Une conception participative
D’avril à septembre 2019, le musée des Beaux-Arts de Lyon accueillait l’exposition L’art et la matière : prière de toucher et participait en amont à la réflexion sur la conception tactile des œuvres issues des musées du réseau FRAME. Cet engagement institutionnel, qui tend à promouvoir la pluralité perceptive telle que l’envisage le critique d’art Daniel Arasse[7], n’aurait pas eu de sens si ces réflexions n’appelaient pas à une collaboration avec les personnes concernées. En effet, le positionnement empathique seul et la volonté de bien faire ne suffisent pas pour la création d’un parcours cohérent ; ils auraient en outre poussé l’institution à tolérer une forme d’appropriation culturelle menant à une discrimination positive qui aurait conduit à s’interroger sur la pertinence des choix opérés. C’est pourquoi, le musée a choisi de développer un partenariat avec l’association Valentin Haüy et la Fédération des Aveugles et Amblyopes de France (FAAF) de façon à valoriser la singularité perceptive et à déterminer les enjeux autour de la perception haptique[8].
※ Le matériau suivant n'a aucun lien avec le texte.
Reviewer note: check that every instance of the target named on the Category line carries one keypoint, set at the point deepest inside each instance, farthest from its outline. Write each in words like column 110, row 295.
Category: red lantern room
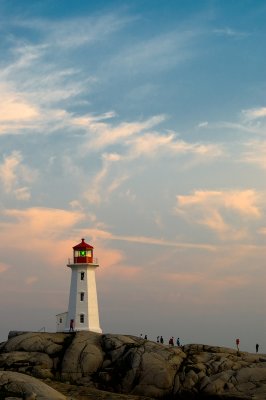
column 83, row 253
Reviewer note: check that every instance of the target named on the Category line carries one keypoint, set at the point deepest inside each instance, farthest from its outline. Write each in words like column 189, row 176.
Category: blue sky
column 139, row 125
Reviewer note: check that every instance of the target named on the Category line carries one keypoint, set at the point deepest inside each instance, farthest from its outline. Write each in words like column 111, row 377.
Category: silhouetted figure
column 71, row 326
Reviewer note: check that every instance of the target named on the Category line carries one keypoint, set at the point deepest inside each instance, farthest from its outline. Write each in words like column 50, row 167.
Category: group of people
column 160, row 339
column 170, row 342
column 238, row 343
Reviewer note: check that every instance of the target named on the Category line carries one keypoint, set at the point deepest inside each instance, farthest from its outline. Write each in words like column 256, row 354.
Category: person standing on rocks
column 71, row 325
column 171, row 341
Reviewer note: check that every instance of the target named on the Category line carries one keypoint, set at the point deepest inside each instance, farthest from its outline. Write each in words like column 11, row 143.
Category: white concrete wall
column 88, row 307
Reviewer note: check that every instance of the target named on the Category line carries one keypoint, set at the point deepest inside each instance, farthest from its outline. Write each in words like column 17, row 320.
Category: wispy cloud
column 13, row 173
column 226, row 31
column 210, row 208
column 255, row 153
column 254, row 113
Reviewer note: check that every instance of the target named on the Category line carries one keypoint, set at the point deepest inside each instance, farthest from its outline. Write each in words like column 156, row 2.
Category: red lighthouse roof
column 82, row 245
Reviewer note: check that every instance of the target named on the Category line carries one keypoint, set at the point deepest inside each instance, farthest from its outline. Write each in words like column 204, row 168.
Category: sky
column 140, row 126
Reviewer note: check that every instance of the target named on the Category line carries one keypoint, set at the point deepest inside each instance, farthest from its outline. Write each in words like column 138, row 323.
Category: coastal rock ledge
column 125, row 365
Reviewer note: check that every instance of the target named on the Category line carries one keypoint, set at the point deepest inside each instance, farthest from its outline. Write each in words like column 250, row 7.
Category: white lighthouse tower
column 83, row 314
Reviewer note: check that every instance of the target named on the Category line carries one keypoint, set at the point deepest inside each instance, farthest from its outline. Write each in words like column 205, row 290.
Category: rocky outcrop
column 19, row 386
column 131, row 365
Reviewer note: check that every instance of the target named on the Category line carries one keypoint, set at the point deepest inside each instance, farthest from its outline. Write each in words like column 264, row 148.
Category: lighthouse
column 83, row 313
Dans le cadre de ce parcours expérientiel, les sculptures sont amenées à être perçues de manière plurisensorielle et demandent un équilibre tactilo-visuel. En effet, lorsque la vue est altérée partiellement ou totalement, le rapport qu’une personne entretient avec son environnement se fait de façon multisensorielle, et demande au cerveau une forme de reconversion imagée. Celui-ci va donc traiter les informations, les hiérarchiser afin de reconstituer mentalement l’environnement. Lors de la découverte d’une œuvre d’art par l’intermédiaire du toucher, le cerveau va prendre en considération la forme générale, les dimensions, les textures, la température, la dureté de la matière, ou encore les reliefs de la sculpture, pour opérer une projection mentale. Pour le cerveau, tous les éléments font sens et ont leur importance. Il accorde donc un intérêt particulier à toutes ces informations. La rencontre des personnes impliquées dans la préparation de l’exposition avec l’œuvre originale est particulièrement importante, puisqu’elle questionne la pertinence des valeurs énoncées précédemment. Bien entendu, l’aptitude du cerveau à formuler une imagerie mentale n’est pas la même pour une personne déficiente visuelle que pour une personne voyante. C’est pourquoi des personnes malvoyantes ou aveugles ont endossé le rôle de « repères sensoriels » et ont pu toucher les œuvres originales en respectant un protocole ordonné par les conservateurs. Ce rapport haptique à l’original permet de déterminer les éléments clés nécessaires à la projection mentale de la sculpture. En ce sens, certains volumes semblent importants au toucher alors que ces derniers se révèlent être anecdotiques pour la compréhension de l’œuvre, et inversement. Le dialogue entre les perceptions tactiles et visuelles a demandé une réflexion particulière sur les volumes : certains d’entre eux se sont vus légèrement accentués ou a contrario atténués de manière à tendre à une lecture haptique puis mentale plus évidente. Ces partis pris formels, provoquant des modifications de l’œuvre originale, interrogent la légitimité – sous couvert de l’accessibilité – d’adapter une œuvre dès lors que les gestes originaux sont voués à modification[9].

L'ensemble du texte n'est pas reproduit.